When Hospitalized Overseas, Vol. 13, Issue 1

Dear Etiquetteer: You are such a well-traveled and well-mannered person, I write you to seek your wise guidance as to how to respond correctly to unexpected situations.

1) Imagine Madame in an overseas hospital operating room. She is lying on her right side with her left arm held up out of the way by a restraint, and anesthetized from the chest down, but wide awake and conversing with the surgeon during the operation.

The surgeon, while cutting into Madame, informs her of his progress, to wit: “I am now cutting through all the fat in your butt.” What, pray tell, is the appropriate repartee?

2) Madame brought along with her to the hospital her extendable “grabber/reacher” thing. It's called a PikStik, and the name is on it. There followed some smirks from the nurses.

Upon inquiry, one of the male nurses, blushing, informed Madame that “Pik” was the local dialect word for “external male genitalia”, and that the idea that such equipment could be doubled in length upon command was a concept that was appealing to many. The blushing and snickering persisted with each new staff member to see Madame’s reacher.

Any thoughts as to the proper response?

Dear Patient:

Indeed, one must be patient in a Country Other Than One's Own when interacting within its healthcare system. And it is most important to the retain the sympathies of the healthcare personnel with whom one interacts. That need not come at the expense of one's dignity.

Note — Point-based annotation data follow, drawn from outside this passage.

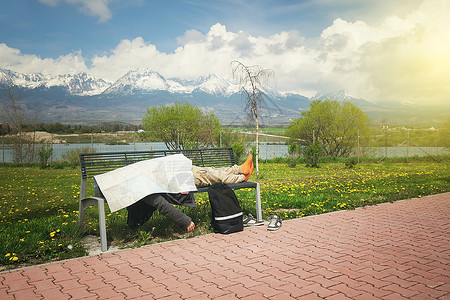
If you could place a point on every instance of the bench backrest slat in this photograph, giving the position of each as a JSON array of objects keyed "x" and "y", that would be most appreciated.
[{"x": 98, "y": 163}]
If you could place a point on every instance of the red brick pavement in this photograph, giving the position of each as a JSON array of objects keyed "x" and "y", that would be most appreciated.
[{"x": 396, "y": 250}]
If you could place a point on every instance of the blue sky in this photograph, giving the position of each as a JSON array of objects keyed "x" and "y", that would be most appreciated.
[{"x": 313, "y": 46}]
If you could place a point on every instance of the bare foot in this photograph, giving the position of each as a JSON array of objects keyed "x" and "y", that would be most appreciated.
[
  {"x": 190, "y": 227},
  {"x": 247, "y": 166}
]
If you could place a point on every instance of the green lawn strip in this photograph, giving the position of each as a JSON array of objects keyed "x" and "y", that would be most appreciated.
[{"x": 39, "y": 207}]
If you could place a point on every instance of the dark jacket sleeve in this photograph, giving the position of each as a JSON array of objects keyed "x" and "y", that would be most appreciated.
[{"x": 167, "y": 209}]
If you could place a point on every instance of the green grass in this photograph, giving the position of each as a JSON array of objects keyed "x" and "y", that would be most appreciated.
[{"x": 39, "y": 207}]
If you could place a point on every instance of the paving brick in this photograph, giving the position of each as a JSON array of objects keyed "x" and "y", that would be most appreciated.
[
  {"x": 346, "y": 290},
  {"x": 55, "y": 294},
  {"x": 35, "y": 274},
  {"x": 293, "y": 290},
  {"x": 400, "y": 290},
  {"x": 18, "y": 285},
  {"x": 133, "y": 292},
  {"x": 45, "y": 284},
  {"x": 79, "y": 293}
]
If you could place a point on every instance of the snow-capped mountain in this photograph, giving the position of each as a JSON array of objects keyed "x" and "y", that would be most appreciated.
[
  {"x": 214, "y": 84},
  {"x": 138, "y": 81},
  {"x": 144, "y": 81},
  {"x": 80, "y": 84}
]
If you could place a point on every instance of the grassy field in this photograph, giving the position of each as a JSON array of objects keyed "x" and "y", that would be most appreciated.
[{"x": 39, "y": 207}]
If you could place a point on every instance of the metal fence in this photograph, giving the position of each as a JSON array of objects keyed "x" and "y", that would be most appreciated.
[{"x": 270, "y": 146}]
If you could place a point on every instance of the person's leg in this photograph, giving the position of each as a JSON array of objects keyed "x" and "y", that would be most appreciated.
[
  {"x": 168, "y": 210},
  {"x": 204, "y": 176}
]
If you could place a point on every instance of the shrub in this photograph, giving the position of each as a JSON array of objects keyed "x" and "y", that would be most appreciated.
[
  {"x": 312, "y": 154},
  {"x": 351, "y": 162}
]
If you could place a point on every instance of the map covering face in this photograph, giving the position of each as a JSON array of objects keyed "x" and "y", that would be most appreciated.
[{"x": 127, "y": 185}]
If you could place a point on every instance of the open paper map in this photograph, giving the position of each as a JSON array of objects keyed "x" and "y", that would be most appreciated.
[{"x": 127, "y": 185}]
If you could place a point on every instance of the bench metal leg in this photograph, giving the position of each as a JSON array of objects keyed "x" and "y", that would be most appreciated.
[
  {"x": 100, "y": 202},
  {"x": 102, "y": 224}
]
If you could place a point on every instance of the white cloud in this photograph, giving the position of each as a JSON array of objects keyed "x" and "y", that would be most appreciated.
[
  {"x": 96, "y": 8},
  {"x": 13, "y": 59}
]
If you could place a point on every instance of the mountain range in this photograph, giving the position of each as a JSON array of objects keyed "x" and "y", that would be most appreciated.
[{"x": 82, "y": 98}]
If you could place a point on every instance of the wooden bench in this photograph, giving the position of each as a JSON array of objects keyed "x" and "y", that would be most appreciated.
[{"x": 98, "y": 163}]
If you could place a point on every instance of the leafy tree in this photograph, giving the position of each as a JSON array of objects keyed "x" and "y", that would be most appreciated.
[
  {"x": 333, "y": 125},
  {"x": 182, "y": 126},
  {"x": 251, "y": 79}
]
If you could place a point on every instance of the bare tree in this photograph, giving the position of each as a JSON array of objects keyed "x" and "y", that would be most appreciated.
[
  {"x": 251, "y": 79},
  {"x": 23, "y": 145}
]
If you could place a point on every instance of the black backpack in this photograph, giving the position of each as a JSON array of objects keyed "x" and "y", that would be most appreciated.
[{"x": 226, "y": 211}]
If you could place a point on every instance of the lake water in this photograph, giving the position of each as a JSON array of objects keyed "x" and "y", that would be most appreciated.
[{"x": 267, "y": 151}]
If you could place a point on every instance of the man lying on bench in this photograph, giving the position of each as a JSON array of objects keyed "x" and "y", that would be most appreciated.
[{"x": 141, "y": 211}]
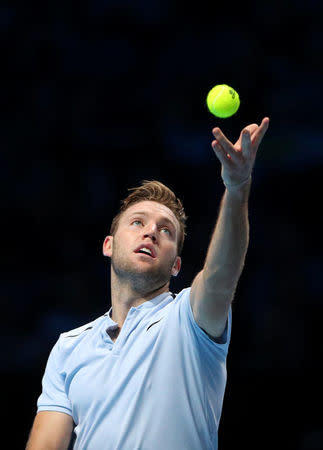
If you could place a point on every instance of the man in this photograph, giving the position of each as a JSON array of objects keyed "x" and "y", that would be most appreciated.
[{"x": 150, "y": 374}]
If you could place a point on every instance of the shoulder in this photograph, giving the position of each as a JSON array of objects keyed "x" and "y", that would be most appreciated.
[{"x": 69, "y": 339}]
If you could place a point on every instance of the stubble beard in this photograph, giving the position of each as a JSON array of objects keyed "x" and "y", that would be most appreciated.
[{"x": 140, "y": 280}]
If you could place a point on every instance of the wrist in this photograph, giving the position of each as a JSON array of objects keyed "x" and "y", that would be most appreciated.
[{"x": 243, "y": 183}]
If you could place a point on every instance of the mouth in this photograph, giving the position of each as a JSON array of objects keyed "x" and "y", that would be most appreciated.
[{"x": 146, "y": 250}]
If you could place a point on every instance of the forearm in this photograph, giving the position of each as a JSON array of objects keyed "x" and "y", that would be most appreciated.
[{"x": 229, "y": 243}]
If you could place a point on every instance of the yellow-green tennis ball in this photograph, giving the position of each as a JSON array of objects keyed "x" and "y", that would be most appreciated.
[{"x": 223, "y": 101}]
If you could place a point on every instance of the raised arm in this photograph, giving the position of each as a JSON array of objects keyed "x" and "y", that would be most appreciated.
[
  {"x": 52, "y": 430},
  {"x": 213, "y": 288}
]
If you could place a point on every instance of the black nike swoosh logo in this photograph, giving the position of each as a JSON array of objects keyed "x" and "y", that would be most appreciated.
[{"x": 153, "y": 324}]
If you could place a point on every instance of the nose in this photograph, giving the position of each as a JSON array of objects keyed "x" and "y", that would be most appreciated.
[{"x": 151, "y": 231}]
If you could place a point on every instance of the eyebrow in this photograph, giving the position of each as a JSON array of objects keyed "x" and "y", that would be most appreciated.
[{"x": 143, "y": 213}]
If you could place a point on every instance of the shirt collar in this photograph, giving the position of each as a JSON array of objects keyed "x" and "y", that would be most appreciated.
[{"x": 148, "y": 304}]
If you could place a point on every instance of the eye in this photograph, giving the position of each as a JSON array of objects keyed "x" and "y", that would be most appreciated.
[
  {"x": 136, "y": 222},
  {"x": 165, "y": 230}
]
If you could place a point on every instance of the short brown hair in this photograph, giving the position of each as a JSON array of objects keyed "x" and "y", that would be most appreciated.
[{"x": 156, "y": 192}]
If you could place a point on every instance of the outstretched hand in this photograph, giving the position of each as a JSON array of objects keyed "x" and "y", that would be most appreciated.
[{"x": 238, "y": 159}]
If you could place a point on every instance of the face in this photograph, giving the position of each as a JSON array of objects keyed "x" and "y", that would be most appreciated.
[{"x": 144, "y": 247}]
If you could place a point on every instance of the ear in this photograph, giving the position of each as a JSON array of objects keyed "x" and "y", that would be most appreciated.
[
  {"x": 177, "y": 266},
  {"x": 107, "y": 246}
]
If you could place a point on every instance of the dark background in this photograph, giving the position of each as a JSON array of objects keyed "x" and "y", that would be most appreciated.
[{"x": 97, "y": 96}]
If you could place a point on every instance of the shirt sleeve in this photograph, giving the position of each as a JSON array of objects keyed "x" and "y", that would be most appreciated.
[
  {"x": 53, "y": 396},
  {"x": 220, "y": 344}
]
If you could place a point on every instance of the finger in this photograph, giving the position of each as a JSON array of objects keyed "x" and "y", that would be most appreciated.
[
  {"x": 246, "y": 144},
  {"x": 224, "y": 157},
  {"x": 226, "y": 144},
  {"x": 251, "y": 128},
  {"x": 259, "y": 134}
]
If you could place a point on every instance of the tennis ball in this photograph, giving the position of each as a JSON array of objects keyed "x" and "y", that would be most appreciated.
[{"x": 223, "y": 101}]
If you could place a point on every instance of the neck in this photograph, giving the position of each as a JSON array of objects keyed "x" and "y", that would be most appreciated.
[{"x": 124, "y": 296}]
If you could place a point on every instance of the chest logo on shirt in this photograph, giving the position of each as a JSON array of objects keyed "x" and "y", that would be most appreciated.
[{"x": 154, "y": 323}]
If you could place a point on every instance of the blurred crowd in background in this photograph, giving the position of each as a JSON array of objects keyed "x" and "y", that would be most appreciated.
[{"x": 97, "y": 96}]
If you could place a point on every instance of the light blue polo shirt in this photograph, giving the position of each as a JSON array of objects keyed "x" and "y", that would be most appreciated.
[{"x": 159, "y": 386}]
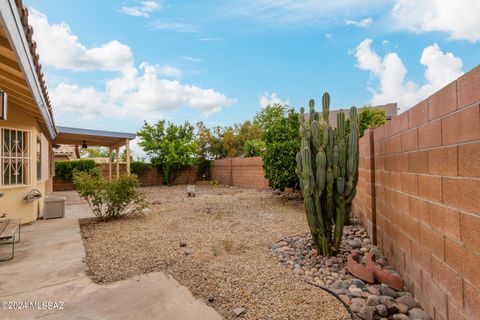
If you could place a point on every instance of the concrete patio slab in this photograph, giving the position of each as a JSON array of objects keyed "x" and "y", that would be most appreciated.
[{"x": 48, "y": 266}]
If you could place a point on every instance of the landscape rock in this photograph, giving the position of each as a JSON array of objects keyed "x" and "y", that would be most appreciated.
[
  {"x": 382, "y": 310},
  {"x": 418, "y": 314},
  {"x": 238, "y": 311},
  {"x": 409, "y": 301}
]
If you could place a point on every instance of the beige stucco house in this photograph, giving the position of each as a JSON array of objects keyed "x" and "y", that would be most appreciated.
[{"x": 27, "y": 129}]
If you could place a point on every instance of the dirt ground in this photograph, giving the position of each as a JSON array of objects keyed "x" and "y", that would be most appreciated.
[{"x": 228, "y": 233}]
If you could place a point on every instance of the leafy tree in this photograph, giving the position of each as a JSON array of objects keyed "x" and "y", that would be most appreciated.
[
  {"x": 371, "y": 118},
  {"x": 281, "y": 136},
  {"x": 253, "y": 148},
  {"x": 169, "y": 146}
]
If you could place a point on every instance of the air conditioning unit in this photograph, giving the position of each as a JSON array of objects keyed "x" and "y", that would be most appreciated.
[{"x": 54, "y": 207}]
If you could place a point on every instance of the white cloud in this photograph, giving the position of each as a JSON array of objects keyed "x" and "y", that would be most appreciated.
[
  {"x": 440, "y": 69},
  {"x": 460, "y": 18},
  {"x": 269, "y": 99},
  {"x": 364, "y": 23},
  {"x": 209, "y": 39},
  {"x": 59, "y": 48},
  {"x": 191, "y": 59},
  {"x": 143, "y": 10},
  {"x": 177, "y": 26},
  {"x": 136, "y": 91},
  {"x": 281, "y": 12}
]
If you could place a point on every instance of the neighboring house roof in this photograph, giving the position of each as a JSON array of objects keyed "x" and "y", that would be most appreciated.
[{"x": 14, "y": 19}]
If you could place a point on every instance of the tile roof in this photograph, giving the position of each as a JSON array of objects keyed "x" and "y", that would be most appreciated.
[{"x": 23, "y": 13}]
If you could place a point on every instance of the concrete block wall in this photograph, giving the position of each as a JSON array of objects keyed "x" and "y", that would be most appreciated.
[
  {"x": 151, "y": 177},
  {"x": 242, "y": 172},
  {"x": 427, "y": 197}
]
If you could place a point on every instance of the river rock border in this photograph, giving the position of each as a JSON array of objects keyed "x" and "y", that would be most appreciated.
[{"x": 366, "y": 301}]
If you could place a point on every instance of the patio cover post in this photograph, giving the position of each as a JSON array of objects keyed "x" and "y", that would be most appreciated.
[
  {"x": 117, "y": 153},
  {"x": 110, "y": 164},
  {"x": 127, "y": 153}
]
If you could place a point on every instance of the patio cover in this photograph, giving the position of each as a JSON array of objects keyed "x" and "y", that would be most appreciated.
[{"x": 98, "y": 138}]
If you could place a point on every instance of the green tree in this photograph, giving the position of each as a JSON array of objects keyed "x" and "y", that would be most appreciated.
[
  {"x": 371, "y": 118},
  {"x": 280, "y": 133},
  {"x": 253, "y": 148},
  {"x": 169, "y": 146}
]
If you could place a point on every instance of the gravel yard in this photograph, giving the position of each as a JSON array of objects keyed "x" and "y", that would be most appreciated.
[{"x": 217, "y": 244}]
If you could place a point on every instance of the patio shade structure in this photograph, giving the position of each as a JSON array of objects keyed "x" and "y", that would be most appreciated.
[{"x": 112, "y": 140}]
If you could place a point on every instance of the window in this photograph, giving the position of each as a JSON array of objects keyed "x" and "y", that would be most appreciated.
[
  {"x": 39, "y": 159},
  {"x": 14, "y": 157}
]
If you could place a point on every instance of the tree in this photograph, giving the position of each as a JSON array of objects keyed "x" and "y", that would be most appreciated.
[
  {"x": 371, "y": 118},
  {"x": 169, "y": 146},
  {"x": 280, "y": 133},
  {"x": 253, "y": 148}
]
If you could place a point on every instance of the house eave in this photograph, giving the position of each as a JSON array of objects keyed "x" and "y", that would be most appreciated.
[{"x": 10, "y": 20}]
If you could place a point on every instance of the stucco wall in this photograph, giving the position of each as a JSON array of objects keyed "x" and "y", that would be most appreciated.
[{"x": 12, "y": 203}]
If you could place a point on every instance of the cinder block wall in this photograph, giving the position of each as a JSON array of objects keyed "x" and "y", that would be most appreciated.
[
  {"x": 427, "y": 197},
  {"x": 242, "y": 172}
]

Humor, however, relieves many an awkward situation, and each of these might benefit from a bit of levity. While under the knife, Madame might have responded to the doctor, "I guess it's too late to go on that diet now." In the second, a Victorian etiquette manual (Etiquetteer is gnashing his teeth to remember which one) said that "a lady does not even recognize a double entendre." Alas, we are none of us Victorians . . . still, one can do more with a pointed or coy glance and a raised eyebrow than with any words. But truly, as a hospital patient, one is excused from conversation on the grounds that one just isn't in the best of health and needs to catch up on one's sleep.

Allow Etiquetteer to wish Madame a Swift and Perfectly Proper recovery!